THE Australian Chamber Orchestra made a big, bold, and rather brash debut appearance at the Edinburgh International Festival yesterday.
Brash? Well, in a way that word sums up their playing style, as exemplified in their sizzling and volatile opening performance of CPE Bach's little Sinfonia in B flat, which you almost sense was bracing itself for an assault. And the Australians don't half attack: they launched themselves into CPE's inoffensive wee piece, which, by the spirited finale, was beginning to cower.

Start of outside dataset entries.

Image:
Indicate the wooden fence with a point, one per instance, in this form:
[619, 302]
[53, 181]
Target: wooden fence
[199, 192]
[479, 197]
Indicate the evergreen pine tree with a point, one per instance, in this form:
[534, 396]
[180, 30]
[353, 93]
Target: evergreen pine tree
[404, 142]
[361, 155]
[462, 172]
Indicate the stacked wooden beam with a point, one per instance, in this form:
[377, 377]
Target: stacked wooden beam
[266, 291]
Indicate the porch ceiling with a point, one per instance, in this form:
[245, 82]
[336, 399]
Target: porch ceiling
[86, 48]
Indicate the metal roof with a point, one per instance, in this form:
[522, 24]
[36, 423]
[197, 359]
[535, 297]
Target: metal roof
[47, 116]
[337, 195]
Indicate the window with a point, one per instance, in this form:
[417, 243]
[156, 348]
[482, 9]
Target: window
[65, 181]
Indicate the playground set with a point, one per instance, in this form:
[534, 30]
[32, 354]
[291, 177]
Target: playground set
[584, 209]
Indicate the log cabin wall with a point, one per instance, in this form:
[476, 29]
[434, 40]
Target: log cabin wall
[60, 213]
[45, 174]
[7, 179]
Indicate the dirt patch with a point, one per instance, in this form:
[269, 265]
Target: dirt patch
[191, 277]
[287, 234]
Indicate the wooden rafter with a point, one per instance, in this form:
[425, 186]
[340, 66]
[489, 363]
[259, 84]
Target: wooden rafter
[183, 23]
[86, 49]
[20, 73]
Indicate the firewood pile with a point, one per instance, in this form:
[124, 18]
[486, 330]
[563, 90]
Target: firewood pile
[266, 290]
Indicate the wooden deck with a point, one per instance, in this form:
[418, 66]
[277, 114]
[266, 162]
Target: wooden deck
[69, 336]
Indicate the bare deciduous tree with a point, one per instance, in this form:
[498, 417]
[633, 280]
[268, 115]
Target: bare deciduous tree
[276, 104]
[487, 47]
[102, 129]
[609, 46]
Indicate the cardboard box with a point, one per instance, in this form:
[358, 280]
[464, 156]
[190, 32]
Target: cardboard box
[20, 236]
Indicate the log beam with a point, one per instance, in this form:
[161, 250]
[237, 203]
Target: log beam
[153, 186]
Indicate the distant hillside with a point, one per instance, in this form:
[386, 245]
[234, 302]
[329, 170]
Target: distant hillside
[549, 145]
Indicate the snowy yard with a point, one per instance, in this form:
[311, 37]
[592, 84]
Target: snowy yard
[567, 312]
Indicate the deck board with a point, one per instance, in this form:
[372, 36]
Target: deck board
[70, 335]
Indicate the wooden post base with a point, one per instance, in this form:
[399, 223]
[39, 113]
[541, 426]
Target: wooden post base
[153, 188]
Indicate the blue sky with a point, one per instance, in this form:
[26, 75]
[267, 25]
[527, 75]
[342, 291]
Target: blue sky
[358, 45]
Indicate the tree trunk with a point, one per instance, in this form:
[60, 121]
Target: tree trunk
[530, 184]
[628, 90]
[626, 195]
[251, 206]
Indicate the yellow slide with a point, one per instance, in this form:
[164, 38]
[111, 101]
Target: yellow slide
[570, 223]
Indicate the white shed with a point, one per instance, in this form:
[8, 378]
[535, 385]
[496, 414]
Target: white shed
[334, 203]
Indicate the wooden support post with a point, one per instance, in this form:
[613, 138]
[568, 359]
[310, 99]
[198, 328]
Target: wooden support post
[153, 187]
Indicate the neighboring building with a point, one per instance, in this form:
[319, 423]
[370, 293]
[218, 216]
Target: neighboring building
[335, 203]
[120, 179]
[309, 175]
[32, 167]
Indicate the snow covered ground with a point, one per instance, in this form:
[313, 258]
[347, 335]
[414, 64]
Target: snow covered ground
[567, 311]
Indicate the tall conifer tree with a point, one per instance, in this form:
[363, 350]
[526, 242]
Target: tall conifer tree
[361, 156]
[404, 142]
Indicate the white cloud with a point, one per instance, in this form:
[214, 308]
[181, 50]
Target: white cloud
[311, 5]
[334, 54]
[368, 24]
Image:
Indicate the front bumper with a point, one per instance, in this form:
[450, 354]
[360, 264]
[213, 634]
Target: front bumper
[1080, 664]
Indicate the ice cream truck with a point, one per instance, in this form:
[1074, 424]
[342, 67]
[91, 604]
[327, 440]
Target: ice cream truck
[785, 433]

I exaggerate, of course. The ACO players, led by their director and first violinist Richard Tognetti, have a big, big sound, very much in your face, big-boned and muscular; and the zesty musicians play up to the hilt, in an extrovert, almost outdoors manner, as though they have the wind in their collective face.
It can be extremely exhilarating to hear at full tilt. And nowhere yesterday was it more at full tilt than in Tognetti's arrangement of for string orchestra of Grieg's String Quartet. There's nothing new in such arrangements: the Scottish Ensemble is making something of a specialism out of this very game.
But in the Australians' hands the Grieg was a monster: a massive sound (think of Phil Spector's wall-of-sound techniques) with the low instruments coming up out of the floor while the music for the upper strings streaked into the ears.
Somewhere along this road it became clear that, as superficially thrilling as some of it was, there was really not much refinement or subtlety in the playing. And neither the meanderings of Vasks' Vox Amoris, nor the bendy-note textures of Scelsi's Anagamin added anything to the mix.